現地時間13日、デンマーク・コリングのシドバンク・アリーナで、デンマークでは稀有なホープ、WBOグローバル・スーパーミドル級チャンピオンのヤコブ・バンク(デンマーク/166.4ポンド)が元WBAスーパーミドル級王者のタイロン・ツォイゲ(ドイツ/167.75ポンド)を迎えて防衛戦を行い、5ラウンド57秒TKO勝利を収めた。
初回は互いにシャープなパンチの交換となり、ツォイゲが左目下に早くも擦過傷を作った。バンクはフットワークを混ぜながらツォイゲの攻勢をかわし、コツンコツンとガードの合間にパンチを入れてペースを引き寄せていく。一発のパワーで劣るものの有効打数でハッキリと上回り、4ラウンドはツォイゲの動きを見切ったかのようにパンチを外しては逆にロープに詰めていく展開をつくった。

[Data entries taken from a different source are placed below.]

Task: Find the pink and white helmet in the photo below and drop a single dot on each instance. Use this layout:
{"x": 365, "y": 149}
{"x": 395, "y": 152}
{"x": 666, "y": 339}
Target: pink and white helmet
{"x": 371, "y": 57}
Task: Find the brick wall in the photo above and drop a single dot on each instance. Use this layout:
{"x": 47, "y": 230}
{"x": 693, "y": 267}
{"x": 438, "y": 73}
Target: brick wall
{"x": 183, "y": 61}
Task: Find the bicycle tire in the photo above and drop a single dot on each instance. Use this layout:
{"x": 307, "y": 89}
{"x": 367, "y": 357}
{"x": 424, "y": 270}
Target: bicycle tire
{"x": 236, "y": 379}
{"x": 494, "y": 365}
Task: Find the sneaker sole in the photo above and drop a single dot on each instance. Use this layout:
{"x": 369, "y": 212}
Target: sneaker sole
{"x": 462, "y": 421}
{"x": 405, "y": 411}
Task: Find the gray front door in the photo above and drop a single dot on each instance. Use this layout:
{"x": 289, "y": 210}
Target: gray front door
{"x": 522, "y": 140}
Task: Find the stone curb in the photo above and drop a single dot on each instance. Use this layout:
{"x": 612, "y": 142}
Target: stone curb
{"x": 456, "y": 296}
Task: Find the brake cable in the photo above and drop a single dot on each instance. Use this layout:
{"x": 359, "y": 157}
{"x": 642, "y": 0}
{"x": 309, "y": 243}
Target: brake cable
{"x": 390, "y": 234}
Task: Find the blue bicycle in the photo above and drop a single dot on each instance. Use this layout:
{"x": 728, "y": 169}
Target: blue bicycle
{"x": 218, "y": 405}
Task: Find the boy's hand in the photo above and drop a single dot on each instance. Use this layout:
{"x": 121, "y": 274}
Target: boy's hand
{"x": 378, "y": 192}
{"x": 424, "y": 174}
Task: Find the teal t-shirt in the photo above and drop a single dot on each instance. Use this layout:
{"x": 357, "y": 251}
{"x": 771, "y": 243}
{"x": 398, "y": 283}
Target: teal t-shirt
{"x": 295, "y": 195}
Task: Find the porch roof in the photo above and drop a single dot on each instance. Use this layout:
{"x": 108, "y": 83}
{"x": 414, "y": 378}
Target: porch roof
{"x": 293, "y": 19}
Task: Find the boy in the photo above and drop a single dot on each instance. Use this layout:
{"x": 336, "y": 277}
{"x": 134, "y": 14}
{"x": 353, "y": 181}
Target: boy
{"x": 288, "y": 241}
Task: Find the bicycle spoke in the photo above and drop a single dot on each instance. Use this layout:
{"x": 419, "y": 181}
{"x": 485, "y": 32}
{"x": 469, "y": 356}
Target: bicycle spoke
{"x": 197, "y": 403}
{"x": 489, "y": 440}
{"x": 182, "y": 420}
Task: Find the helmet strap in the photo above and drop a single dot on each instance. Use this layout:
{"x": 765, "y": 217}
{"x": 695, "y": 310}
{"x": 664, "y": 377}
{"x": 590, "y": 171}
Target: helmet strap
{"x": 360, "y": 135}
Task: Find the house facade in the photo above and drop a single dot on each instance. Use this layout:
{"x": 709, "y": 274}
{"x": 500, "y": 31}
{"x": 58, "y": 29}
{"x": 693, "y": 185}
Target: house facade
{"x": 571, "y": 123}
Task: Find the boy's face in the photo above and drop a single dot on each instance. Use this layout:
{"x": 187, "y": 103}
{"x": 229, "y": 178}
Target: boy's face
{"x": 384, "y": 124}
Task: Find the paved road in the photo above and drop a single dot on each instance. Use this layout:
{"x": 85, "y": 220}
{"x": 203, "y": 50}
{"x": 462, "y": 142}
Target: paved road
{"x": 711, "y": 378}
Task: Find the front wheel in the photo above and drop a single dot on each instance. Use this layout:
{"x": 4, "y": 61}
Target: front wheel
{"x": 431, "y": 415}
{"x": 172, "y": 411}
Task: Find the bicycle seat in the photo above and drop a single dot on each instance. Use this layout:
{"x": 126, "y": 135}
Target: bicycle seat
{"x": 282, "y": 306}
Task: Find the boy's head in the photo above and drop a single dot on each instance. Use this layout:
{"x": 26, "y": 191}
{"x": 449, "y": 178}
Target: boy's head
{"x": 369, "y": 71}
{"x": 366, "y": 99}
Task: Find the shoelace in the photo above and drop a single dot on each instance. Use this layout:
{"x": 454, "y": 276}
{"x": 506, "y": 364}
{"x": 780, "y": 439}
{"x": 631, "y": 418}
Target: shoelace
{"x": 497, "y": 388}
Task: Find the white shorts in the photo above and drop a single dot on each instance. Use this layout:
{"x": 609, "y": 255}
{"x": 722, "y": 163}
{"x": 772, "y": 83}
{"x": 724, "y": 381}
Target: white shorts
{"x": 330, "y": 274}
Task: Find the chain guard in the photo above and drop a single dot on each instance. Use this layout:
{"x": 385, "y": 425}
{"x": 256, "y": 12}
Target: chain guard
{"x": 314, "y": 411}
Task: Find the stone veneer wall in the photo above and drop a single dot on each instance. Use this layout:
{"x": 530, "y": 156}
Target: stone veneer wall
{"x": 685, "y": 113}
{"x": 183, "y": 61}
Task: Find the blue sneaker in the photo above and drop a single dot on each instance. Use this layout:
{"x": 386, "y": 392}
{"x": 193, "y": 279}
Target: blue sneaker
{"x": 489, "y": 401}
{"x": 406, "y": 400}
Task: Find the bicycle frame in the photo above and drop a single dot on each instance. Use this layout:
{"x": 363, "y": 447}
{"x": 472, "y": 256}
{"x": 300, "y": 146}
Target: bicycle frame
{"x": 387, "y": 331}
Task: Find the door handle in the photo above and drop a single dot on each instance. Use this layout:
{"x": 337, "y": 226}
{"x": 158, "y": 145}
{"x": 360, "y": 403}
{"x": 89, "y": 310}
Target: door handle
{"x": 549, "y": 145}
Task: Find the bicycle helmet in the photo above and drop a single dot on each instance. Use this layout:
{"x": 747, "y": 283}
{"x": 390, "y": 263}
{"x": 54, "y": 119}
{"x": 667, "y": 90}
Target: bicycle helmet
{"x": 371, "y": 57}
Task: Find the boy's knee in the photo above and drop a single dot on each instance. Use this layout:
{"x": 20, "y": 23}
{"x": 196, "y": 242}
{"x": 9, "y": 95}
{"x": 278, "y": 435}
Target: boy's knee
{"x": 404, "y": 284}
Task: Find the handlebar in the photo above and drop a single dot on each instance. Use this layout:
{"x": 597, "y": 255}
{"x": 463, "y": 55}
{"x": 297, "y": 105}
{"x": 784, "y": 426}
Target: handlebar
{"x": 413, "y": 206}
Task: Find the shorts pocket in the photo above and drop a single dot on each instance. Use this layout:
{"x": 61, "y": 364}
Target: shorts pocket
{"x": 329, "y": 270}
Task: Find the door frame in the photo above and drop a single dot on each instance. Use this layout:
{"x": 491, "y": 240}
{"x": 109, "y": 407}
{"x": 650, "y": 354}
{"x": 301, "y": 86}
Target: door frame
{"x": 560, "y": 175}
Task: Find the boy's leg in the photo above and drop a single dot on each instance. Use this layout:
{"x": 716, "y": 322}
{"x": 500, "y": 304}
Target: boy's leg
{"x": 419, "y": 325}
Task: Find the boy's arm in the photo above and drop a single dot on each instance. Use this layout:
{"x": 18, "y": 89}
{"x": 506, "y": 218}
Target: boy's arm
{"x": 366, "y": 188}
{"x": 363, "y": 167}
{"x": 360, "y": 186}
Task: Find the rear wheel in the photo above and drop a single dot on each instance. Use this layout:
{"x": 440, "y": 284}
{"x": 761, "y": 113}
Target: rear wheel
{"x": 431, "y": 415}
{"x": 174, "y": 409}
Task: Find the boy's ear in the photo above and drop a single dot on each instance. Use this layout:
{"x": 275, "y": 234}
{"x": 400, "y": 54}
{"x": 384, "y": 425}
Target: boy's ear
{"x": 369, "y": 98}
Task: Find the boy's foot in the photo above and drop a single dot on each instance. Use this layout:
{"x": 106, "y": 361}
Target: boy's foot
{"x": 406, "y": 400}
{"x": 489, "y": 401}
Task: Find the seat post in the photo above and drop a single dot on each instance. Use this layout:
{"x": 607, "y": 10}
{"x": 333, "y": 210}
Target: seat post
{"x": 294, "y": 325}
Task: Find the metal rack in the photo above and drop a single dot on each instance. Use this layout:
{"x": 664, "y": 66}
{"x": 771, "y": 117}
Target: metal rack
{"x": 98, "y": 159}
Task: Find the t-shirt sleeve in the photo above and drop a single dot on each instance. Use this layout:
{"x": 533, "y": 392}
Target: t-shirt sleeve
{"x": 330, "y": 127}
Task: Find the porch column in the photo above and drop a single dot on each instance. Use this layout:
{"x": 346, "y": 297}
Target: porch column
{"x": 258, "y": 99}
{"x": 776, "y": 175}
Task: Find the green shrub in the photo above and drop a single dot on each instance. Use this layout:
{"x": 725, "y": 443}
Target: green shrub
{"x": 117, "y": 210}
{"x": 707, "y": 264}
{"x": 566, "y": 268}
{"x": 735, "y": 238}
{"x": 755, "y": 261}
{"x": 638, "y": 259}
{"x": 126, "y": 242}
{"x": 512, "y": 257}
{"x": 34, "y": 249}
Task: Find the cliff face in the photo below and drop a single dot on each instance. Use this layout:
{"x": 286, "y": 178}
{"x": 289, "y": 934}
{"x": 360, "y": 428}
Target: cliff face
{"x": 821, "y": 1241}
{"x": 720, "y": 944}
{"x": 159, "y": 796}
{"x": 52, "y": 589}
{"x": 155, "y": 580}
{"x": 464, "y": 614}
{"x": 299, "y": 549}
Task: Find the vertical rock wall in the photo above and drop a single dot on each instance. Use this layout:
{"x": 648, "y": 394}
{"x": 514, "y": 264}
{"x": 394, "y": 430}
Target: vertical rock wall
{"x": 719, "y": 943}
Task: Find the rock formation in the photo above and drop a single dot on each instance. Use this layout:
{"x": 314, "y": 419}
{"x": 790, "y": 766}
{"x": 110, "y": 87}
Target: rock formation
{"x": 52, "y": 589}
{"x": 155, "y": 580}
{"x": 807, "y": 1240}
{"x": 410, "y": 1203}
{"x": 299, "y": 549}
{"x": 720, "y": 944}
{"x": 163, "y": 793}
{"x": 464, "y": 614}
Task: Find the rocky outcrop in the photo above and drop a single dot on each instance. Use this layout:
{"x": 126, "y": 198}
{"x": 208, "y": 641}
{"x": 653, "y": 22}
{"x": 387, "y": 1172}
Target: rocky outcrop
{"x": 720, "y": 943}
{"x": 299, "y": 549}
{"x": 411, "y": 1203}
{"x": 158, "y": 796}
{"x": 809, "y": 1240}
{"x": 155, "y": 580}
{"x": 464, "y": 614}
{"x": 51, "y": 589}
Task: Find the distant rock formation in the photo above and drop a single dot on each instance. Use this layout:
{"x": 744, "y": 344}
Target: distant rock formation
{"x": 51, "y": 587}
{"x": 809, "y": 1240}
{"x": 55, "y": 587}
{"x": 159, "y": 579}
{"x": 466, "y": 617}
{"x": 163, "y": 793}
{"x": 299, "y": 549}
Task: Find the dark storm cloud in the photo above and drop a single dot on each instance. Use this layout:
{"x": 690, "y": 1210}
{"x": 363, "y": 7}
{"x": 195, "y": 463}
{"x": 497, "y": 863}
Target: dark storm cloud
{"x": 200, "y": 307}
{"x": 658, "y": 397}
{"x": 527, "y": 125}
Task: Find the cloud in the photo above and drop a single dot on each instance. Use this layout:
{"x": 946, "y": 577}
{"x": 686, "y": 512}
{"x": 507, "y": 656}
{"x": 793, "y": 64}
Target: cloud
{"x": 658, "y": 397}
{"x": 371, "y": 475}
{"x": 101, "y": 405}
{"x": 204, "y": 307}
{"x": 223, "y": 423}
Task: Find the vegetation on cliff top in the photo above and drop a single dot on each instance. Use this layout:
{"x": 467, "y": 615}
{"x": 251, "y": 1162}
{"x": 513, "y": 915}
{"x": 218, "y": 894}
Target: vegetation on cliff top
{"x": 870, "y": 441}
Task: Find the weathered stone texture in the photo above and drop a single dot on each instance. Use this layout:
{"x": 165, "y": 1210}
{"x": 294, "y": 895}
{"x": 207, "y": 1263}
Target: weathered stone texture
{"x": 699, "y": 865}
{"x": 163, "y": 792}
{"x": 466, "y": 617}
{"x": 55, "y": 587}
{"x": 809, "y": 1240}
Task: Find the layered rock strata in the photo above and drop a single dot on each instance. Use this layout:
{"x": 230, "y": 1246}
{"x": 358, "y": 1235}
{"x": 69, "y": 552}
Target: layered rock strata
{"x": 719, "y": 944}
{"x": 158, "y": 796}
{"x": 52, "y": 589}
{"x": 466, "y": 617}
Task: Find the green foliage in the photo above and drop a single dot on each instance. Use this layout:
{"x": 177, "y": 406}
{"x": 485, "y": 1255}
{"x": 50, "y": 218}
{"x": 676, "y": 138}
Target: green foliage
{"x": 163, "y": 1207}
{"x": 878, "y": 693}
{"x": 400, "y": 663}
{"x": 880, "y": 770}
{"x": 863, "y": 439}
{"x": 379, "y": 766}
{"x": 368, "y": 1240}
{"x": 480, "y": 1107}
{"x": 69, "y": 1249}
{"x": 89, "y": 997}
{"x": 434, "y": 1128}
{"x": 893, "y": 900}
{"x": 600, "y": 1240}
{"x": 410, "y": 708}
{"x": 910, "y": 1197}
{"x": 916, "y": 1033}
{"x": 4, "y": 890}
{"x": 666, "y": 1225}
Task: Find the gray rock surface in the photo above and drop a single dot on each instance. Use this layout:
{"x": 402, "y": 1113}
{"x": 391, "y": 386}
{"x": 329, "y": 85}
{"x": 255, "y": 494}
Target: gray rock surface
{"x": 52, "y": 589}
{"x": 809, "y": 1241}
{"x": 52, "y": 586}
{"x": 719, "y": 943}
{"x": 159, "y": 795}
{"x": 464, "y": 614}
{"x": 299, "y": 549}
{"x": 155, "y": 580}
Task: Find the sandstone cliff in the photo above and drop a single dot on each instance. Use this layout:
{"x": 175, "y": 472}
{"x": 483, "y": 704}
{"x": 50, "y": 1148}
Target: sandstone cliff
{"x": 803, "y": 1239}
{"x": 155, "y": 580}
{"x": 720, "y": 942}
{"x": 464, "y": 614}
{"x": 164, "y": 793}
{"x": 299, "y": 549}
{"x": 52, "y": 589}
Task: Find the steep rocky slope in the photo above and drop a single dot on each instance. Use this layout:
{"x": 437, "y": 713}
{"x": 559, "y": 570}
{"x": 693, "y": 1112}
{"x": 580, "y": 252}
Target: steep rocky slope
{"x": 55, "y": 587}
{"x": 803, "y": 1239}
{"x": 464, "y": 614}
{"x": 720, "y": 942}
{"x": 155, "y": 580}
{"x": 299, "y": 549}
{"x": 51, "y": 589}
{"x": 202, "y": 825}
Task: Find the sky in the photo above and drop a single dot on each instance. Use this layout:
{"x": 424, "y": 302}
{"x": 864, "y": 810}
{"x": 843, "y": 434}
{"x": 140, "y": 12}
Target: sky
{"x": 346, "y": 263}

5ラウンド、ツォイゲは右を空振りしたところで右足を痛めたのか、足を引きずりながら後退。バンクはこの機を逃さず、ツォイゲがガード一辺倒となったところでレフェリーが割って入った。
WBO5位に躍進中のバンクにとってキャリア最強の相手という声もあったがワンサイドの快勝劇。24歳の勝者は17戦全勝9KO。33歳のツォイゲは29勝16KO3敗1分。復帰後3連勝とはいかなかった。
■ルンクイスツがWBAバルティック王者に
セミファイナルはバルト3国のボクサーの世界挑戦チャンスを広げるという主旨のもと、7月に発足されたWBAバルティック王座のヘビー級王座決定戦。WBAブリッジャー級9位で元IBFインターナショナル・ヘビー級王者のケム・ルンクイスツ(デンマーク/237.9ポンド)がダニエル・ブラブラ(ドイツ/252.9ポンド)に5ラウンドTKO勝ちし、ルンクイスツが新王者となった。
身長約2メートルのサウスポー、ルンクイスツが距離を詰めていくものの、上背で約20センチ劣るブラブラもまずまずのハンドスピード。しかし早々にブラブラはプレスに圧され、初回からロープを背にする。なんとか懐に入ろうとするブラブラだが、コツコツと出るルンクイスツの右に邪魔され、思うように攻め込めない。
ルンクイスツがポイントを加算し、打つ手のないブラブラは徐々に被弾が増えた。そして5ラウンド30秒過ぎにルンクイスツの右ボディーで下段のロープに座り込むようにダウンすると、レフェリーはカウントを数えず両手を交差した。
昨年10月、元IBFクルーザー級王者のムラト・ガシエフ(ロシア)に左ボディーで10カウントを聞かされてから復帰2連勝とした35歳のルンクイスツは20勝13KO1敗。同じ35歳のブラブラは8勝4KO1敗と初黒星となった。